Al elegir pisos de madera para instalaciones deportivas, no se fije solo en el precio o la apariencia; considere el uso previsto, el presupuesto y los requisitos de rendimiento.

Para gimnasios escolares o comunitarios con uso frecuente pero presupuestos limitados, los paneles de arce o roble nacionales de alta calidad, combinados con un sistema de vigas económico, son suficientes para la enseñanza y las actividades diarias. Para salas de entrenamiento profesionales o recintos de competición, se recomiendan paneles de arce duro importados (como los de Canadá o Estados Unidos), junto con una estructura de vigas de doble capa y almohadillas elásticas para garantizar el cumplimiento de las normas de certificación FIBA o BWF.

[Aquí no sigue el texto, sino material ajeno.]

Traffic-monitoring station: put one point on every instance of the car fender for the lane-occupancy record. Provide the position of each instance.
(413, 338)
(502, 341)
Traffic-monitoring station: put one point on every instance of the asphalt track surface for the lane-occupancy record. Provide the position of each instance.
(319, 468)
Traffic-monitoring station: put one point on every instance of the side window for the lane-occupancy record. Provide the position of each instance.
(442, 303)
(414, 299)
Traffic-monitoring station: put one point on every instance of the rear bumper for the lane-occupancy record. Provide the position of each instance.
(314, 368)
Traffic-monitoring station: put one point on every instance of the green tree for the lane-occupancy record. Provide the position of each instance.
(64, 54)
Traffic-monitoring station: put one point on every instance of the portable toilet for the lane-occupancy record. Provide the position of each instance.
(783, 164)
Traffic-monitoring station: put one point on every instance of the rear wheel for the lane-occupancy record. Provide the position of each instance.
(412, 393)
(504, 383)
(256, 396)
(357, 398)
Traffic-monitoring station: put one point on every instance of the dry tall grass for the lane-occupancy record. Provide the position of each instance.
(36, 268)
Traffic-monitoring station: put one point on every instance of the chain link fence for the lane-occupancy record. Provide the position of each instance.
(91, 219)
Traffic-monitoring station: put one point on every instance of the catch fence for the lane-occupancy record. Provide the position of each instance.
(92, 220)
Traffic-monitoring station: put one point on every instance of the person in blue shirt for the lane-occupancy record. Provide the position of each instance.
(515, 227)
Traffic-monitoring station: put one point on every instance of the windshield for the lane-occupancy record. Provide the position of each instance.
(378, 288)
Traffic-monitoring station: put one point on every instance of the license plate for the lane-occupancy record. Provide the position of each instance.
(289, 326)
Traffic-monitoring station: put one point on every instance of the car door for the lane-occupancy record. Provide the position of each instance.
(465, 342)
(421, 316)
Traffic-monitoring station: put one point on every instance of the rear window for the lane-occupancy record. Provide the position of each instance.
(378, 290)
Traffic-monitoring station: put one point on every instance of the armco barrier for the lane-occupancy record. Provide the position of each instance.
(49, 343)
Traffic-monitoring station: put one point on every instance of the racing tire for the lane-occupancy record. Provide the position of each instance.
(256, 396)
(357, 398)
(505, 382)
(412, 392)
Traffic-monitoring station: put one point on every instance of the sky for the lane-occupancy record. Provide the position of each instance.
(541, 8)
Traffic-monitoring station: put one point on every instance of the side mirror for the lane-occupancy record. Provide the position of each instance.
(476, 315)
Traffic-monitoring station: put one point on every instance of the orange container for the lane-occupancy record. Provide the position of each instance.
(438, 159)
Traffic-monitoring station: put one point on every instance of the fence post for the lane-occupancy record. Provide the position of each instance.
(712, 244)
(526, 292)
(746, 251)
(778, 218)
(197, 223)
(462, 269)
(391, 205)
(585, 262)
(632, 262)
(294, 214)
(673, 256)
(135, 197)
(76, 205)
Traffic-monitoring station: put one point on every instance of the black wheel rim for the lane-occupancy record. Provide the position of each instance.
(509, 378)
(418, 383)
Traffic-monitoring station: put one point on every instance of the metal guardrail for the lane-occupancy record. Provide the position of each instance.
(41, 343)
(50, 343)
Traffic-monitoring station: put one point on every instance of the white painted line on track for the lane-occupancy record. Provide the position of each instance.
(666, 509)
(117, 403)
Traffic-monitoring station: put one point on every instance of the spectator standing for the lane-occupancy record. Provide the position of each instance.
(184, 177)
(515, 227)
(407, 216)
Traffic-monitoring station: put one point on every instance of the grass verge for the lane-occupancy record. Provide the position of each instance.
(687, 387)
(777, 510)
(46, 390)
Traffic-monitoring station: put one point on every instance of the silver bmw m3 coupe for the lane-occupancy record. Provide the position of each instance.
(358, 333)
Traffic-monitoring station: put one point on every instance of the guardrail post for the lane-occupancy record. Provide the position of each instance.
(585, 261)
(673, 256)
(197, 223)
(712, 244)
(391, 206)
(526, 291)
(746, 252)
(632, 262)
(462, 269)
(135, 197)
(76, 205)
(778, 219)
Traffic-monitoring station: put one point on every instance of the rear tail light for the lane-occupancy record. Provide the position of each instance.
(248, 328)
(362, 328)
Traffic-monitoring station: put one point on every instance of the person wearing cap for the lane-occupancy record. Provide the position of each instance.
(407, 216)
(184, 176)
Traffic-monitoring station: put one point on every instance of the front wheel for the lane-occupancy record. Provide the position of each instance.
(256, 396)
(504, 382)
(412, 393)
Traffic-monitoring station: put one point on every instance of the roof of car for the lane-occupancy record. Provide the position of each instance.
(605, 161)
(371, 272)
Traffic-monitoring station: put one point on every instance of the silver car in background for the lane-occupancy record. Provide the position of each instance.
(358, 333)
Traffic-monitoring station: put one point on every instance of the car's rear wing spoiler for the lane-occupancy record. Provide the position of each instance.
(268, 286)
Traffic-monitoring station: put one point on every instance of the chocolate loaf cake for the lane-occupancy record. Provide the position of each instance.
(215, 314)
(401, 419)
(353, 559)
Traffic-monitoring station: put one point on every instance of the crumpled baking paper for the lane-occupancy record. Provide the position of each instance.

Además, preste atención a los siguientes parámetros:
Tasa de rebote de la pelota: ≥90% para garantizar un rebote normal;
Coeficiente de fricción de deslizamiento: 0,4–0,6 es ideal, ya que proporciona resistencia al deslizamiento y facilita las paradas y cambios de dirección repentinos;
Deformación vertical: 2,3 mm–5,0 mm, para una amortiguación adecuada;
Nivel de protección ambiental: La emisión de formaldehído debe cumplir con la norma E1 o superior.
Por último, elija siempre un fabricante de renombre con experiencia en instalación y servicio posventa. Un buen suelo de madera para instalaciones deportivas depende en un 30 % del producto en sí y en un 70 % de una instalación adecuada.